Febbre Dengue come si previene durante il tuo viaggio

In rosso zone epidemiche della dengue; in rosso e in blu aree infestate dalla zanzara Aedes aegypti (2006)

La febbre dengue è una malattia virale acuta che può presentarsi, dal punto di vista sintomatologico e prognostico, in due forme distinte:
febbre dengue classica;
•febbre  dengue emorragica, con o senza stato di shock.

Zone a rischio della febbre dengue

La Febbre Dengue classica è presente allo stato endemico in gran parte del Sud-Est Asiatico, in Africa, in America Centrale e Meridionale, in Oceania.

La Febbre Dengue emorraagica è particolarmente frequente nelle regioni del Sud-Est Asiatico e del Pacifico, ma epidemie di questa forma sono state segnalate, in tempi recenti, anche dalle regioni caraibiche e dall’America meridionale.

Quali sono i sintomi della febbre dengue?

La febbre dengue classica:

forma benigna della malattia, a sua volta, può presentare una sintomatologia più o meno spiccata a seconda dell’età:

  • nei bambini piccoli si manifesta sotto forma di affezione febbrile lieve accompagnata da una eruzione cutanea di tipo maculo-papuloso (macchie e bolle poco sporgenti sul piano della cute);
  • mentre nei ragazzi più grandi e negli adulti si presenta come un’affezione di tipo simil-influenzale, con febbre, cefalea, dolori osseo-articolari e muscolari (viene chiamata anche febbre rompiossa), disturbi gastrointestinali, con o senza comparsa dell’esantema maculo-papuloso.

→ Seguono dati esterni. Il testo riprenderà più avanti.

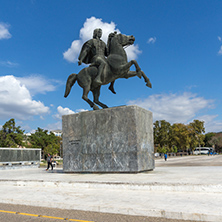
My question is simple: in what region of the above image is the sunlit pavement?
[0,156,222,221]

A volte nella dengue classica possono aversi lievi manifestazioni emorragiche, sotto forma di perdita di sangue dal naso e dalle gengive, e di emorragie sottocutanee puntiformi (petecchie).

La forma di febbre dengue emorragica:

La febbre dengue emorragica si manifesta con un andamento a due fasi.

  • Nella prima fase si ha comparsa improvvisa di febbre, arrossamento del viso, inapptenza, lievi disturbi a carico dell’apparato gastrointestinale e delle vie aeree superiori.
  • Segue un periodo di sfebbramento, in concomitanza del quale le condizioni del paziente possono improvvisamente peggiorare con comparsa di profonda debolezza, irritabilità, pallore, colorito cianotico, soprattutto intorno alla bocca, abbassamento della pressione sanguigna, polso rapido e debole, eruzioni cutanee.
  • In questa seconda fase sono frequenti i fenomeni emorragici, dalle petecchie, alle ecchimosi, alle epistassi, alla perdita di sangue dalle gengive, alle emorragie a carico dell’apparato gastrointestinale (presenza di sangue nel vomito e nelle feci).

Sono possibili complicazioni a carico del fegato e del sistema nervoso centrale.

Nei casi gravi si può arrivare allo stato di shock.

Quali sono le cause della febbre dengue

La dengue, sia nella forma classica che in quella emorragica, è provocata da virus appartenenti al genere Flavivirus, genere cui appartiene anche il virus responsabile della febbre gialla.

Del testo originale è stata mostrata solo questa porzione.